Here are 10 quick tips to survive “relative stress“.
- Avoid getting overwhelmed by feeling the need to visit with everyone on the same day. Setting up smaller get togethers during the holidays can help you enjoy longer periods of time with those you enjoy. And you’ll have time for shorter events such as getting together for a cocktail or coffee with relatives with whom you are less comfortable.
- Establish new traditions. Decide what is best for you and your immediate family. Christmas Eve at one parent’s home and Christmas Day at another’s can work well and avoids the pitfalls of everyone being exhausted and overwhelmed on a single day.

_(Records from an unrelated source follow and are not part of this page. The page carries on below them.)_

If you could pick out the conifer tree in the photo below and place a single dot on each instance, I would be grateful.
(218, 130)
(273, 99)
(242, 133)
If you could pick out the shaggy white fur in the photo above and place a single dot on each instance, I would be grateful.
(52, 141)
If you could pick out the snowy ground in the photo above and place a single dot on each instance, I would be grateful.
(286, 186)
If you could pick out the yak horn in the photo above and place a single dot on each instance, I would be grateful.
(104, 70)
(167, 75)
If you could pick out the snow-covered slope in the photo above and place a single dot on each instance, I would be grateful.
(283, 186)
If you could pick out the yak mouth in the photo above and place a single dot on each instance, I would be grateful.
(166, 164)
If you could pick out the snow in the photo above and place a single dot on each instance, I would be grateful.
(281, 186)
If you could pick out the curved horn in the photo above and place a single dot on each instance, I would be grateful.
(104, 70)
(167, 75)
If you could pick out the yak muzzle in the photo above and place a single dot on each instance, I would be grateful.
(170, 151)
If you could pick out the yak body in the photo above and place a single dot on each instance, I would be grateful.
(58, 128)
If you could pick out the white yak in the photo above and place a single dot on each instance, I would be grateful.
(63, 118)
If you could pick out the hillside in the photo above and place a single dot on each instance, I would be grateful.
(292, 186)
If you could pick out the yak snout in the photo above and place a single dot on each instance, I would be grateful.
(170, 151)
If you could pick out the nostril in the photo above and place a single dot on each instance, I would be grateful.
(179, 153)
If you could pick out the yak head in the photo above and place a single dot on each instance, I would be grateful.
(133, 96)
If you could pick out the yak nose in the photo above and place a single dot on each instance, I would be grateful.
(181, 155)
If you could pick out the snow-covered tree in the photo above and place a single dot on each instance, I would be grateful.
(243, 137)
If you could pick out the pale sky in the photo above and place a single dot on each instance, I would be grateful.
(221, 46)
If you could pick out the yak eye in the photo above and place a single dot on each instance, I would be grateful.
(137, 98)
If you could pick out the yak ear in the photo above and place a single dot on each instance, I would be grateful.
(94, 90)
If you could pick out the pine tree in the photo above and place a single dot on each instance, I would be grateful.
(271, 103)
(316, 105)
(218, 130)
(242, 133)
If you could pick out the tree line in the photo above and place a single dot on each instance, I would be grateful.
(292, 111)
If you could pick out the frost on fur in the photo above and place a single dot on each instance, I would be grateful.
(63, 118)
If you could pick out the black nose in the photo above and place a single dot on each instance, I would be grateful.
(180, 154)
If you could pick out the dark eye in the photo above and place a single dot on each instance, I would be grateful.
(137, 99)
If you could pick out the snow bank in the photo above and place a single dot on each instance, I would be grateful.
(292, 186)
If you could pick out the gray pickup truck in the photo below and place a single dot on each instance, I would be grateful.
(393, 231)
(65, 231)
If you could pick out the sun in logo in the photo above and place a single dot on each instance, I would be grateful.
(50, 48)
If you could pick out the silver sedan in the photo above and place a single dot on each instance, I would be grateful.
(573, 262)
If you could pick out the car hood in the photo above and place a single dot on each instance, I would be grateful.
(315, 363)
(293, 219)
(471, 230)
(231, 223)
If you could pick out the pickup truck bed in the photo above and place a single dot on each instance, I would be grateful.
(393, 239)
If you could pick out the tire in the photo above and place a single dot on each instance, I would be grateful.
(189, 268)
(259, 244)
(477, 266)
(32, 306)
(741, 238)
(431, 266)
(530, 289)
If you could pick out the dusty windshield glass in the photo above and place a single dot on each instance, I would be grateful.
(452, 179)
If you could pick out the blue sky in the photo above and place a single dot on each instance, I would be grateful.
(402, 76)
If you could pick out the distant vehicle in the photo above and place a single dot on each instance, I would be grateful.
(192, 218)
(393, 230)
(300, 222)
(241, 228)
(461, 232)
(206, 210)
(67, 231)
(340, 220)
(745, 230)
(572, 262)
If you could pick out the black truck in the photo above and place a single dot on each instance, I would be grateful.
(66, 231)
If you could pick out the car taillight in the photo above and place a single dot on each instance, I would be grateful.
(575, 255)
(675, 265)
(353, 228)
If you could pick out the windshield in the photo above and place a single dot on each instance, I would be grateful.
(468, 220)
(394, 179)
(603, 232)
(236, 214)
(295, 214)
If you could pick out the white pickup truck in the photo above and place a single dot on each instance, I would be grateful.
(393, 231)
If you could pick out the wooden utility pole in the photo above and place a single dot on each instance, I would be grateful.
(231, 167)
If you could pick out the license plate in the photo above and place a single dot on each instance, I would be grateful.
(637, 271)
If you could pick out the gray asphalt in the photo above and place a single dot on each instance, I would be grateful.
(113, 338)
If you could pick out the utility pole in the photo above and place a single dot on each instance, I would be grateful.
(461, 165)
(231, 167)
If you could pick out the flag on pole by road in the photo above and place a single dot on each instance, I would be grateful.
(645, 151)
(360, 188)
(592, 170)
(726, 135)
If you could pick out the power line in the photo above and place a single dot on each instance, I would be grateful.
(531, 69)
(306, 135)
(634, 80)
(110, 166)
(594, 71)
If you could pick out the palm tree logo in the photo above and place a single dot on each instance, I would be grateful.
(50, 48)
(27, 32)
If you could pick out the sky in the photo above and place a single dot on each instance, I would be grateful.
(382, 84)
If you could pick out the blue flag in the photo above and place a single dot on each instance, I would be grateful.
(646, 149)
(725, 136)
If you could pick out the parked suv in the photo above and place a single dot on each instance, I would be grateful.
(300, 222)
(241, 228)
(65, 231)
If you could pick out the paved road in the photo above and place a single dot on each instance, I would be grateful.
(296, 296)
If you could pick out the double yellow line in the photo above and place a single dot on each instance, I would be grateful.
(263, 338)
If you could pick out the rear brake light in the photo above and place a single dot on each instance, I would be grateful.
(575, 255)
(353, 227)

- Put your kid’s needs first after a divorce. Don’t make your kid’s responsible for making your holiday special. Help them figure out a way to enjoy time with each parent and let them know that you will be fine. If the other parent is far away and the child can’t spend Christmas Eve with one parent and Christmas Day with the other, one option is using technology to make the “visits.” If both parents have computers with web cameras, children and parent can talk and see other using a program such as Skype and share the holiday time.

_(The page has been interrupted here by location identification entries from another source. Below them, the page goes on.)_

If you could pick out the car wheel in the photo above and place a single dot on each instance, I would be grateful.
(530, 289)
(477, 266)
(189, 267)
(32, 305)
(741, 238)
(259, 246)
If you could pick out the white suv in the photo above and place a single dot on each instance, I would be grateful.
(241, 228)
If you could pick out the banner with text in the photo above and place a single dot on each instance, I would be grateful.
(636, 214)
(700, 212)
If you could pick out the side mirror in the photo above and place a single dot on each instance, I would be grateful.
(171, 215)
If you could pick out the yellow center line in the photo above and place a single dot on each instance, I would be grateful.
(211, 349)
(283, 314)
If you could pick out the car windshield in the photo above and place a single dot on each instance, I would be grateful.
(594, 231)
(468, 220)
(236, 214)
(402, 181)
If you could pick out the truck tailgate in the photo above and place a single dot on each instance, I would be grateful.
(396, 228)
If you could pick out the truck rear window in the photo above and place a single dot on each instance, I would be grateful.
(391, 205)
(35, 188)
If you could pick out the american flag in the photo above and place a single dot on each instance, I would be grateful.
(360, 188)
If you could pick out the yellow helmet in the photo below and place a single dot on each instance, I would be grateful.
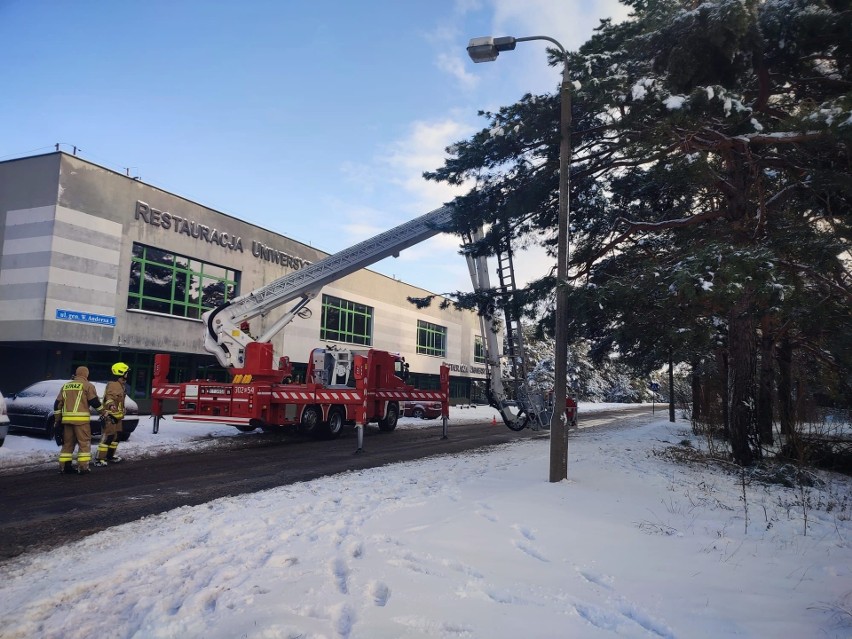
(120, 369)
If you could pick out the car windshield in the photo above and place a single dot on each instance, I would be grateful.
(41, 389)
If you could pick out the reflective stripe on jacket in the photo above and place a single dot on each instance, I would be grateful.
(75, 404)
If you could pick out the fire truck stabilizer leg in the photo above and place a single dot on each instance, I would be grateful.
(360, 429)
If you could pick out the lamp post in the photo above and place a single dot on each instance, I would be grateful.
(486, 50)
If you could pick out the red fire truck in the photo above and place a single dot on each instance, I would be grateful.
(341, 385)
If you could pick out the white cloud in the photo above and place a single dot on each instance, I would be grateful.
(457, 66)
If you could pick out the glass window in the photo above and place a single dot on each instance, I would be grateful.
(345, 321)
(478, 350)
(431, 339)
(163, 282)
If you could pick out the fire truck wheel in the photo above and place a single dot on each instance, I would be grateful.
(245, 429)
(389, 422)
(311, 418)
(332, 428)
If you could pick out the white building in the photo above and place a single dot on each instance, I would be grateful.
(97, 267)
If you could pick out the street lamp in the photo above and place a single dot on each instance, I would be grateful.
(486, 50)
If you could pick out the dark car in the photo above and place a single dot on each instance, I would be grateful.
(4, 420)
(421, 410)
(31, 410)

- Lay down your sword. I have been pleasantly surprised recently by a number of divorced parents getting together and sharing a holiday meal. Perhaps this is what the holiday is really about. A cautionary note is to be careful young kids don’t think you are getting back together. And certainly don’t put yourself in an abusive situation. That doesn’t help anyone.
- Be assertive. Don’t be afraid to leave a gathering or put your kids down for a nap if they are starting to get tired. It is OK to take charge of your family’s needs.
- Plan time for activities you think everyone will enjoy. Whether it’s decorating cookies or playing Yahtzee, specific activities can help give you some control over how the day goes. My adult kids often go to the movies together on Christmas afternoon. I remember long games of Monopoly with cousins over the holidays. Remember that it’s OK if not everyone wants to participate.
- Be flexible and let go of some control. Some of the best memories are made when things are less than perfect. How many of us have forgotten to serve a dish? I recall numerous Jell-o molds left in the fridge and discovered at the end of the meal.
- Accept help. Working together in the kitchen, cooking or cleaning up, provides good opportunities for communication. Really listening to people may help you feel more comfortable with family members. Letting others help with serving, carving andcooking also lets them feel good while decreasing your responsibilites.
- Look for the good. So often we focus on annoying behaviors. If we really try hard, we can often find something good about most people.
- Volunteer. If being with relatives proves to be just too stressful, consider volunteering at a homeless shelter, soup kitchen, nursing home or other local group that can use the help and will appreciate it. Volunteering is guaranteed to make just about everyone feel good!